In late December 2019 and early January 2020, Piedmont Police Department and Bank of America began receiving reports from Piedmont residents of unauthorized withdrawals against their bank debit cards from locations in the South Bay and Los Angeles area.
Piedmont Detective Jeff Spranza, who is leading the investigation, said six such incidents have been reported to the police department. In addition to those six, Bank of America informed police that they have received 11 reports. All of the known victims used the Bank of America branch at 345 Highland Avenue.
“The origin is here in Piedmont,” said Spranza. “We’re exploring everything as far as when this happened, how it happened and how many people have been affected. Those affected who have not filed a police report, we do encourage them to file one with a patrol officer here at Piedmont.”
Spranza said this is the largest number of connected ATM fraud cases he’s seen in his seven years at the department. There may still be more out there.
Losses ranged from $100 to $600 for each victim. Total losses will probably amount in the thousands. The most recent unauthorized withdrawals were made on Jan. 5 at ATMs in Los Altos and San Jose.

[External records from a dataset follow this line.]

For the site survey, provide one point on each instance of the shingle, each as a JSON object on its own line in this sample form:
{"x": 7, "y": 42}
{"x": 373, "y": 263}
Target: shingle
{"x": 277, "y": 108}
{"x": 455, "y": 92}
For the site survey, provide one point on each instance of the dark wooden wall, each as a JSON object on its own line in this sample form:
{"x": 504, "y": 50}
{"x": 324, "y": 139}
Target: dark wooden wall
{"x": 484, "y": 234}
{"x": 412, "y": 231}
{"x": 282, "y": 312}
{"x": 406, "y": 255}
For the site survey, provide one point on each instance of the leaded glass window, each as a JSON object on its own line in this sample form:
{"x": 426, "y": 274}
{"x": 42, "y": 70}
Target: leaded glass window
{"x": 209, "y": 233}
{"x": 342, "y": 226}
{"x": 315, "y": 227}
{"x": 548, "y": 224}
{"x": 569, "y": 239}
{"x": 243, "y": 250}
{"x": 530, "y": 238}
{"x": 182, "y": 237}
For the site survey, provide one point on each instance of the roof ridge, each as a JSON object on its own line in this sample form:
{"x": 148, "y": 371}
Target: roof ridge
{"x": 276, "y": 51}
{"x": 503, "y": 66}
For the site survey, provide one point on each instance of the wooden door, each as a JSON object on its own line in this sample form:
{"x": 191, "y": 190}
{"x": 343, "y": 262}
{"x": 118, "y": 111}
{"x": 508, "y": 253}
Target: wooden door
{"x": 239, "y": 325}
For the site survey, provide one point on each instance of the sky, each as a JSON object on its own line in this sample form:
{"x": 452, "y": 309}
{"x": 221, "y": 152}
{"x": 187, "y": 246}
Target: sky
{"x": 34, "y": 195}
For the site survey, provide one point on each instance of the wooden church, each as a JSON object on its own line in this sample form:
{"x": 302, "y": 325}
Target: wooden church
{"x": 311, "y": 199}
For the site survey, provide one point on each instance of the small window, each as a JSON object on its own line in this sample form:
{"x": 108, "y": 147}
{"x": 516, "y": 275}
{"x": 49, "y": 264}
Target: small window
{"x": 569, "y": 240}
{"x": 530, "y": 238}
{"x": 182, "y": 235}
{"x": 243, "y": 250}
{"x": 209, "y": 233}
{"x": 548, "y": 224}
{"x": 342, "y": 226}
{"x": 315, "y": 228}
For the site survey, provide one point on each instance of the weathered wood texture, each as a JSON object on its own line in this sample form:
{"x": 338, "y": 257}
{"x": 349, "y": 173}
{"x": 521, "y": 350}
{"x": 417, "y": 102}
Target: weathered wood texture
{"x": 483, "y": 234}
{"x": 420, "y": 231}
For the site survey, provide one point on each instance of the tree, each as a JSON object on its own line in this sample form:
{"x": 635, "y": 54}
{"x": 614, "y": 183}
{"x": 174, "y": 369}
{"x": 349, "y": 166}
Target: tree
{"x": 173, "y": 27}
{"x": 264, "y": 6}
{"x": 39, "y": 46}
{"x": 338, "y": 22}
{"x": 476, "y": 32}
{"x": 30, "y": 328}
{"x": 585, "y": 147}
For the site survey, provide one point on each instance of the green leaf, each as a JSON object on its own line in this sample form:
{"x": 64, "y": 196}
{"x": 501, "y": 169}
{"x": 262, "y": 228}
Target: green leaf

On Jan. 7, a Piedmont resident posted to the Nextdoor online bulletin board about the fraudulent bank activity. That post has more than 30 comments by residents living in and around Piedmont who shared similar experiences.
According to Piedmont police a skimming device was likely used to aid these crimes. “I’m looking at either an 80 or 90 percent chance that there was some skimming device of some sort that was placed here in Piedmont,” said Spranza. “That’s the only way that the information was captured and replicated to conduct these other unauthorized withdrawals.”
Piedmont resident Margaret Hiller received an alert from Bank of America of two potentially unauthorized ATM transactions in her account. One transaction was completed successfully and the other was declined.
“I could not figure out how this fraudulent transaction had occurred, since I had the card in my possession and do not ever use it as a debit card,” said Hiller. “I was shocked to discover that bank ATMs can be compromised in this way. I am aware of the risks with gas stations and other such machines, but a skimmer in a [bank] ATM raises a new level of concern.”
Skimming devices resemble the legitimate card readers that consumers encounter daily at ATMs and gas station pumps. Installed surreptitiously by bad guys, the skimmers steal information stored in the magnetic stripe of a customer’s bank card. Sophisticated thieves may also place cameras near or on ATMs to capture a customer’s pin number. Once that information is collected it is passed along to fraudsters who can print phony cards and make withdrawals against the unknowing victim’s account.
Said Spranza; “The skimming devices can be matched with the actual ATM itself and the only way to really tell is to look for different clues: if they look like they’re out of place on the ATM, if [anything] is loose, if there’s extra stuff on there.”
Spranza said it is not clear why the Bank of America branch in Piedmont was targeted, but one theory is that construction work in progress on the building gave the thief an opportunity to install a skimmer without drawing attention.
On Jan. 7, the ATM was inspected by Bank of America technicians who reported that they did not see anything unusual. Bank of America said new equipment was installed anyway.
Piedmont police encourage bank customers to change their pin numbers and to avoid using a number that can be easily guessed. The department also suggests using mobile banking apps instead of ATMs when possible. Lastly, the department advises customers to notify banks if you are traveling out of town for an extended period of time.
Banks have security protocols designed to alert customers to unusual use of their banking cards – excessively high withdrawals, multiple withdrawals, or withdrawals from unusual locations. These appear to have worked in at least some cases here as several Bank of America customers realized their cards had been compromised when they received messages from the bank that transactions had been declined.
Detective Spranza said there are no suspects so far. Detectives are working with Bank of America to review video surveillance and other images captured at the different banking locations.
Customer ATM fraud losses are usually covered by the bank, but replacing lost cash doesn’t always happen right away.